最初に読んだのは、「綺譚集」でした。
面白かったけど、まあこんなもんかなとも思った。現代の作家で、こんなふうに黒い狂気を書く人、いてもおかしくない。予想の範囲内。
少したってから、「赤い竪琴」読みました。
あのツハラの作品だから、という思いもあり、何かを探すように読みすすむけど、どうやらそういうことじゃないらしい。
非常に緻密な作品。ときどき、意図不明な箇所がある。偶然や気分のせいなのか。ひょっとすると計算なのか。
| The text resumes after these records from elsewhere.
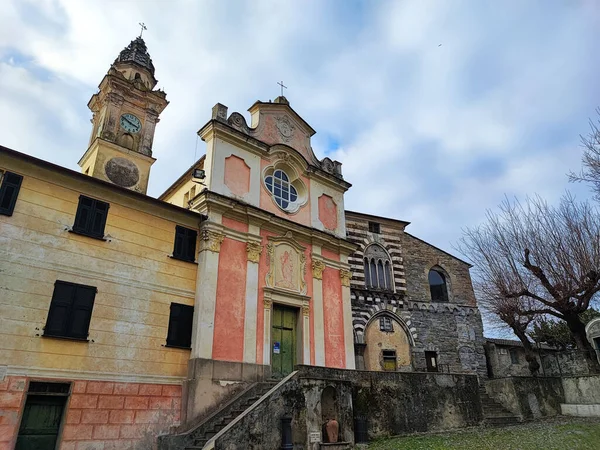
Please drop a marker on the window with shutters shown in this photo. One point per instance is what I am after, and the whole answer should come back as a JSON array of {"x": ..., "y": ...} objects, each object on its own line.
[
  {"x": 180, "y": 326},
  {"x": 185, "y": 244},
  {"x": 374, "y": 227},
  {"x": 70, "y": 310},
  {"x": 514, "y": 356},
  {"x": 9, "y": 190},
  {"x": 90, "y": 219},
  {"x": 389, "y": 360}
]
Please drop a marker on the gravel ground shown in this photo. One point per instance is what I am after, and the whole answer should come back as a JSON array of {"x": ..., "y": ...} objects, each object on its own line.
[{"x": 551, "y": 434}]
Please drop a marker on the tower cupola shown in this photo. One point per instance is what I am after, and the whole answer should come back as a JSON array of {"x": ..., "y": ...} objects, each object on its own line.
[{"x": 125, "y": 110}]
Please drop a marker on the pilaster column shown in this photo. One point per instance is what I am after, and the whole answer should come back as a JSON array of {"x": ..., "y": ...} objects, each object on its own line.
[
  {"x": 149, "y": 126},
  {"x": 253, "y": 250},
  {"x": 318, "y": 266},
  {"x": 345, "y": 276},
  {"x": 306, "y": 333},
  {"x": 111, "y": 119},
  {"x": 206, "y": 294},
  {"x": 268, "y": 304}
]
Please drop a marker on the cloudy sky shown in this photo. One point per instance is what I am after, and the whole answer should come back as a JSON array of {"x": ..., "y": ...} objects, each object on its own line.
[{"x": 436, "y": 109}]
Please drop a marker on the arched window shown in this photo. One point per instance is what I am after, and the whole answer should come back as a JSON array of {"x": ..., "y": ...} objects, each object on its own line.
[
  {"x": 282, "y": 190},
  {"x": 378, "y": 268},
  {"x": 437, "y": 286}
]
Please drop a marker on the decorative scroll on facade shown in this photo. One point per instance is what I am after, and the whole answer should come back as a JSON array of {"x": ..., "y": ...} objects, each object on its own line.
[
  {"x": 287, "y": 264},
  {"x": 211, "y": 240}
]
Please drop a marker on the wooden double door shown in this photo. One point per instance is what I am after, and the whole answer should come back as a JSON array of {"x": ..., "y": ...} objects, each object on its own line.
[{"x": 283, "y": 340}]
最後まで読み終わり、物語の展開を振り返るうち、周到な結末だったことに気づく。
情感と知性は矛盾せず、熱狂と静謐は表裏にある。
ツハラは三島マニアであるらしい。輪廻の物語であり、情熱と幻滅の物語。文学史的な仕掛けもあるのでは、と考え始める。
まてよ。
ということは、「綺譚集」はどうだったのか。
気分や雰囲気で押し流したみたいに見えたところも、じつは計算だったの?
読み直さなきゃならないかな。
ツハラの毒は、二度目から、効いてくるのです。
次に「蘆屋家の崩壊」。
連作短篇集。題名がいかにもB級だけど、大丈夫かしら。
一話ごとに、どんどんすごくなっていく。何かが進化している。
物語の構成が精密。そして、細部は全体の中で巧妙に機能するように配置されている。
いや、まてよ。
「赤い竪琴」もそうだったのではないか。
何かを意図してるようで読み取れず、気がかりな細部がいっぱいあったけど。
終りまで読んで、物語り全体の構成が見えて、はじめて理解が及ぶような細部が存在したのではないか。
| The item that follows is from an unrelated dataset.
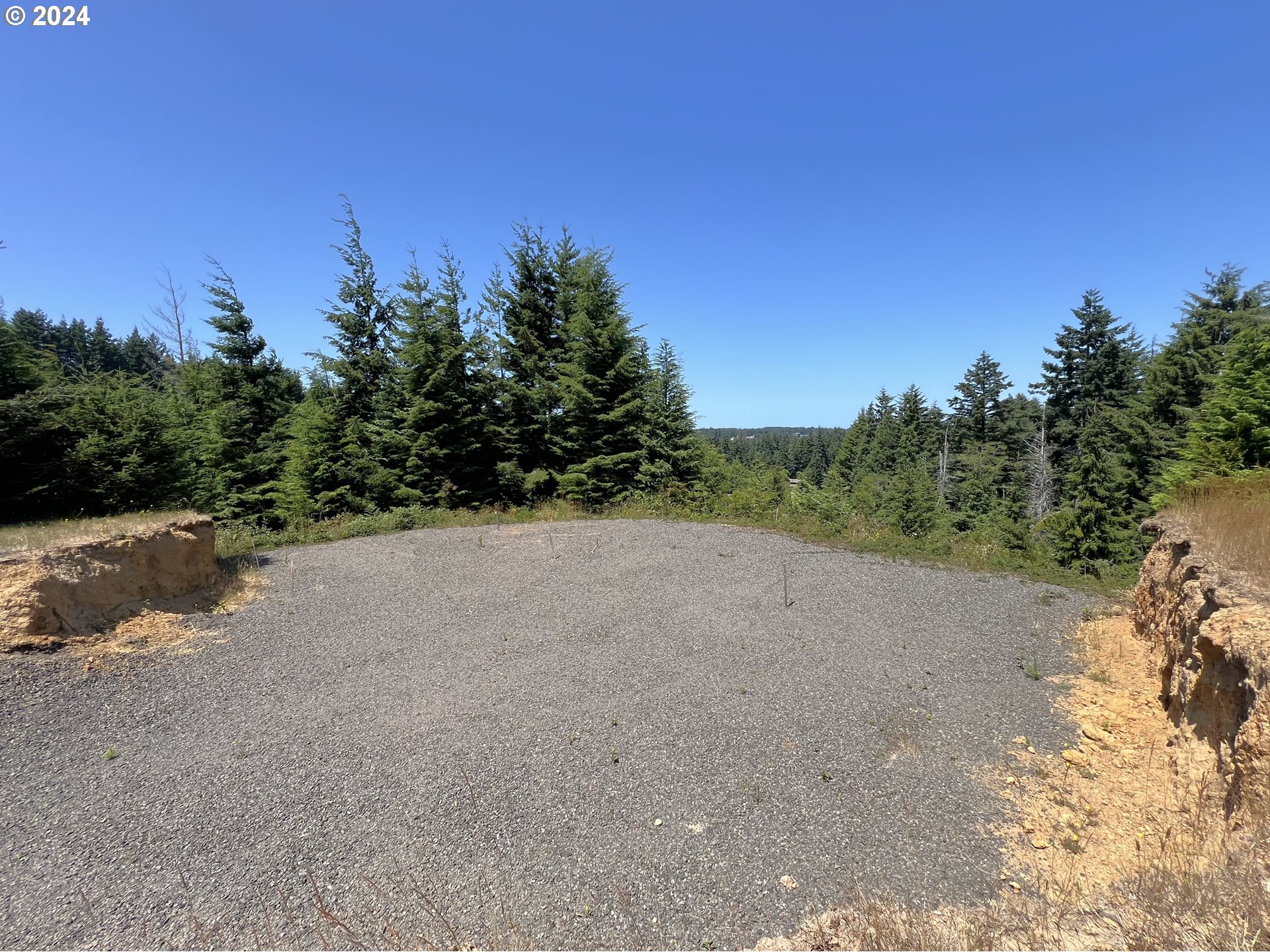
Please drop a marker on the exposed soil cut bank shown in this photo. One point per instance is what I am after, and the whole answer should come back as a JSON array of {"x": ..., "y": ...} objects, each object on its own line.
[
  {"x": 50, "y": 596},
  {"x": 1213, "y": 639}
]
ツハラには、再読を要求する何かがあるようなのです。。
「蘆屋家の崩壊」、読みましたよー。
>一話ごとに、どんどんすごくなっていく。何かが進化している。
本当に進化してますよね。何かがそこで蠢いていて、怖いから見たくないし気付きたくないのに一旦気付いてしまうと目が離せないような感じ。
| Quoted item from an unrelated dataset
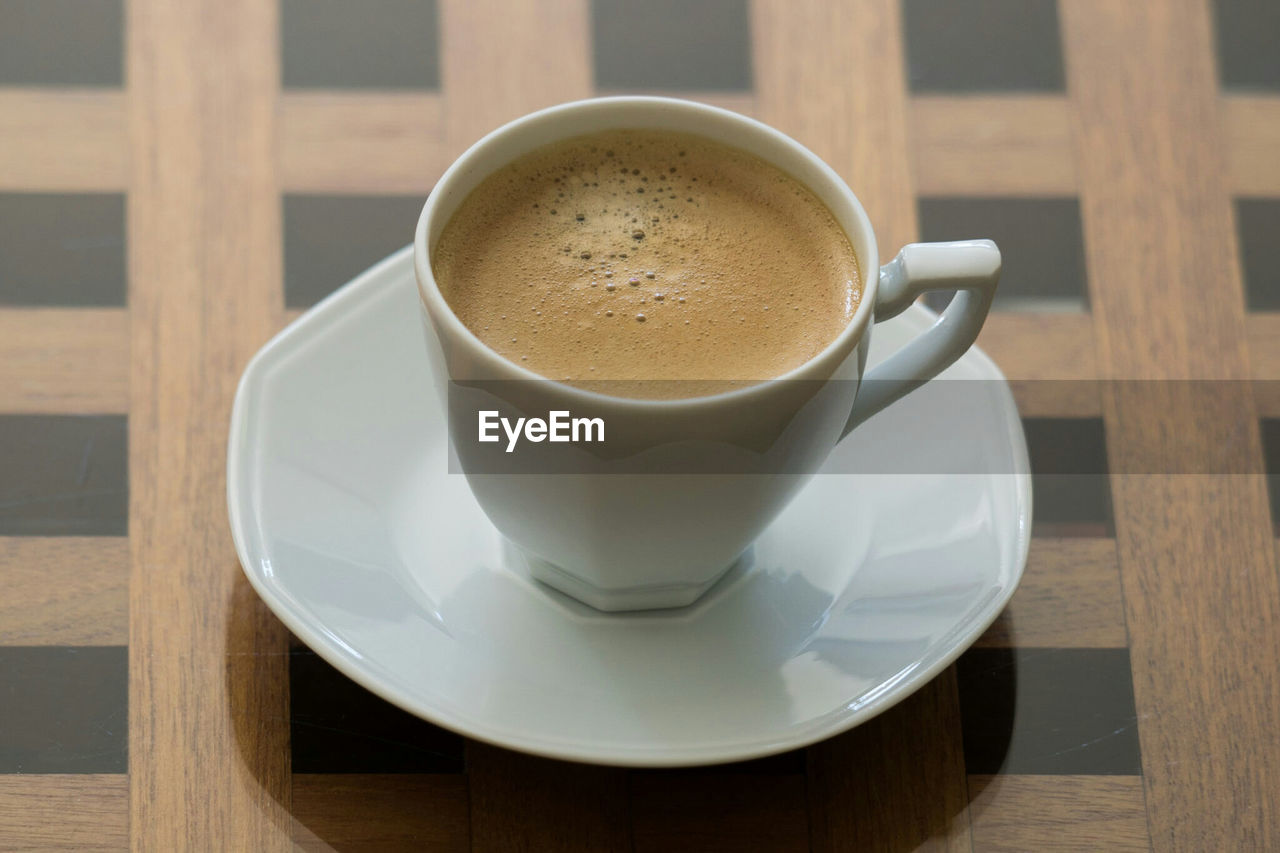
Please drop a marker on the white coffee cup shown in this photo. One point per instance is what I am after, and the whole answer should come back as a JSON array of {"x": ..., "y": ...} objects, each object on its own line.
[{"x": 631, "y": 541}]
いやー、ほんと読み始めたら止まらないです。次は「ペニス」の予定で、こちらはなんとしてでもゆっくり読もうと思ってるのですが、気がついたら没頭して読み終わってたりしてぇ。(笑)
Posted by:★四季さん。
うちも明日から、津原本、一冊ずつ、感想をアップしようと思ってます!
「蘆谷家」は、「埋葬虫」がホラーとして傑作。
でも、「水牛群」が作家自身の状況と明らかにシンクロしていて、興味深いです。
郷愁からの旅立ち、別れが主題に思えます。
この話を最後に置いたため、伯爵・猿渡の二人組は、シリーズ化しにくくなってる気がします。自己破壊的な(笑)
そこが、ツハラらしくて、面白いです。
overQさん、こんばんは。
赤い竪琴・・・すごく良かったです。
読み終えて、泣いてしまいました。
津原作品、紹介下さって本当に有難うございます。
津原さんって三島マニアなのですか・・・輪廻転生、「豊饒の海」・・益々読みたいです。(未だ、途中で止まり・・)
>ワルツさん。
ついにワルツさんも、津原ワールドに(笑)
「赤い竪琴」については、土曜日に、うちでも記事をアップ予定です。
「赤い竪琴」と「綺譚集」は、紙が独特のものらしいです。
すごく薄くて、ふつうの本の半分くらいの薄さらしい。
次のページの字がすけてみえます。